Khaldiyeh was pounded "at a rate of five shells a minute" at one stage, the Britain-based watchdog said.
Elsewhere, a blast killed at least two security forces members in the northwestern province of Idlib, where a civilian was also shot dead, it added.
At least 58 people were killed across Syria on Thursday.
New protests have been called Friday under the rallying cry "Revolutionaries and traders, hand in hand until victory.".
Large protests in Damascus were set to begin after Friday prayers, an activist in the city who uses the pseudonym Deeb Dimashqi told AFP via Skype.
"This morning, small protests took place just after dawn prayers in several areas of the city. That was in spite of heavy security deployment," he said.
More than 13,500 people have been killed in the crackdown on dissent that followed the eruption in mid-March 2011 of anti-government protests and the increasingly violent insurgency against Assad's regime, the Observatory says.
On the political front, Annan was to meet Clinton in Washington on Friday to discuss Syria, as her point man on the conflict Fred Hof visited Russia.
Annan said he was in discussions to set up an international contact group on the Syria crisis and that he hoped Iran would be part of the "solution."
But US ambassador to the UN Susan Rice said Iran was a "spoiler" and "part of the problem in Syria."
"There is no question that it is actively engaged in supporting the government in perpetrating the violence on the ground," she told reporters.
At a recent Security Council meeting Rice likened the monitors to "300 sitting ducks in a shooting gallery, one IED from a disaster."
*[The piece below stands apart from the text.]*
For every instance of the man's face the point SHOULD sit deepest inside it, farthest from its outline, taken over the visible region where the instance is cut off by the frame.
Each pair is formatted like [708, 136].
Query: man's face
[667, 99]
Russia, Syria's last major ally, and China have vetoed two Security Council resolutions against Assad's regime but backed Annan's blueprint to end the conflict.
Russian Foreign Minister Sergei Lavrov has vowed there would be no Security Council mandate for outside intervention in Syria, indicating Moscow would again use its veto to block any military action.
China on Friday condemned the latest civilian killings in Syria, but refused to back Annan's call to increase the pressure on the Assad regime.